Alas and woe. My hindsight is about as good as my normal sight (without glasses). The plant at Betka had no basal rosette and didn't really look like the P acuminata.
I have gone back to our original view that it is a deformed (or still emerging) P. grandiflora or Cobra Greenhood. We returned here the next day so that Frances could see the "Speculanthas". The first thing she noticed was a cluster of about 20 P. grandiflora: they were about evenly split between the standard form and these scrawny efforts.
However while there I went for a small explore noting that a number of other plants that looked rather like small greenhoods were growing. Eventually I found a more advanced specimen of same. Perhaps 20cm high.
Looking more closely the flowers were inwards facing, which makes them what David Jones helpfully named as Speculantha parviflora.

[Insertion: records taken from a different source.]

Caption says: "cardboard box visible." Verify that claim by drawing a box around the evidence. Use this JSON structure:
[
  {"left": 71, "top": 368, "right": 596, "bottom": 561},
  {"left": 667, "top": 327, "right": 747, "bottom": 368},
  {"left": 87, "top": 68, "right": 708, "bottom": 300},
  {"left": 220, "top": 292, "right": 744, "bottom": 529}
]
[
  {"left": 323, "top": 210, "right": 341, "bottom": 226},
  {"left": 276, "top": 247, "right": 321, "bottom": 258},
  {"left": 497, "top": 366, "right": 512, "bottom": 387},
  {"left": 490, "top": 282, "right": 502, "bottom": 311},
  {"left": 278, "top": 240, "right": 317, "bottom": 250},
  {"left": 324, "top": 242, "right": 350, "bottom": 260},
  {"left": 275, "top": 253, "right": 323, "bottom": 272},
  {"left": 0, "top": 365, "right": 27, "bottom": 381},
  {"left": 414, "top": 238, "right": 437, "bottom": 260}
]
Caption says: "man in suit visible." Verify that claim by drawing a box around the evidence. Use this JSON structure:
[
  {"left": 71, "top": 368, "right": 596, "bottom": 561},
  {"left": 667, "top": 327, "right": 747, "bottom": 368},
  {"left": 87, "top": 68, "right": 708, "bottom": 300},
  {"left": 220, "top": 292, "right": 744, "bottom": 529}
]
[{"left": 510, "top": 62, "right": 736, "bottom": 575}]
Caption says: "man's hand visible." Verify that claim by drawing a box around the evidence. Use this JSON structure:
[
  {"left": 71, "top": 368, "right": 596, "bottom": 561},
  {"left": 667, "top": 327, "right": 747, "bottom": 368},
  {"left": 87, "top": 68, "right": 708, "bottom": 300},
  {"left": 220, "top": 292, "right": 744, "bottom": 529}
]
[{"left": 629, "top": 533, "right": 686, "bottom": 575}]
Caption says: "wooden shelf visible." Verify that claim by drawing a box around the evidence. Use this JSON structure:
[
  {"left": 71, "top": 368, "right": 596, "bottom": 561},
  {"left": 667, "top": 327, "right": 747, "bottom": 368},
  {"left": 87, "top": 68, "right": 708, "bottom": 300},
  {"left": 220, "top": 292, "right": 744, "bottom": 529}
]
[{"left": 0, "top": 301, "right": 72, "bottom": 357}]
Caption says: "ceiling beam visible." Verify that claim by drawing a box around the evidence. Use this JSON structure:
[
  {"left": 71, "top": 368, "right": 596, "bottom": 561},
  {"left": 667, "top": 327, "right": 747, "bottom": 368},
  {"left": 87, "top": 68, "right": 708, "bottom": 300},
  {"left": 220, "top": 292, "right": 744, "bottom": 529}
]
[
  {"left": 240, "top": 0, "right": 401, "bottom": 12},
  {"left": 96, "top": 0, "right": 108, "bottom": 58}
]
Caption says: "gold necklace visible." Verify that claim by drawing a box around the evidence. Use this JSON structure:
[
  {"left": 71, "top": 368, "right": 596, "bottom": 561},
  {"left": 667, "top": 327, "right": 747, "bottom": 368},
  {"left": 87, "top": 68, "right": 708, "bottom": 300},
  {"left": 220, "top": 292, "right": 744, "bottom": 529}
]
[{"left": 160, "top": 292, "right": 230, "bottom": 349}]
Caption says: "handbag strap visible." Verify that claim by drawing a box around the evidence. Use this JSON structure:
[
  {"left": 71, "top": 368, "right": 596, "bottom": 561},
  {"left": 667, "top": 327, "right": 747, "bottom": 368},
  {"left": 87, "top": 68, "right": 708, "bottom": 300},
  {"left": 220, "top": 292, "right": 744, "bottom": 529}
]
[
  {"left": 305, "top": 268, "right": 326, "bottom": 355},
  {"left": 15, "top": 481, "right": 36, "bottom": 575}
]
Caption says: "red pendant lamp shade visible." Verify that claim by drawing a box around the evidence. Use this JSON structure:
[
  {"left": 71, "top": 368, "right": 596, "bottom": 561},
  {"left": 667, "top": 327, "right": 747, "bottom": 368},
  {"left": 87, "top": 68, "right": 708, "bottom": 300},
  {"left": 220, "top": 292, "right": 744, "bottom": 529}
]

However his names weren't accepted by some fans of DNA sequencing so are officially kept within the vast genus of Pterostylis and are thus P. parviflora. In the excellent book "Orchids of East Gippsland" by the Bairnsdale Field Naturalists Club these are shown as Group 4 Tiny Greenhoods within Pterostylis. Here are a couple of images showing the flowers in close up.
Unfortunately that lot was a trifle previous as over the following week the flowers "revolved" so that they were't facing inwards! Thus not "Speculantha". They are what DJ would call Bunochilus, or the BFN put in a group of Tall Greenhoods. In taking my photograph on 20 July I triggered the labellum which makes ID difficult but I think it was Pterostylis tunstallii.
I shall return to check. We did find another (still developing) orchid near Point Difficult which was a lot taller and I think was P. melagramma. To be watched
On our second visit as we carried on along the track we noticed a cluster of very small (3-5cm tall) greenhoods.
These look to be P. concinna. While a new species for us our East Gippsland orchid book describes them as "Probably the most common Greenhood in EG...".
But wait! There's more! Not steak knives but Pterostylis nutans. Found beside the Heathland Walk not far from Betka Rd.
That makes 5 species we have found in the last week!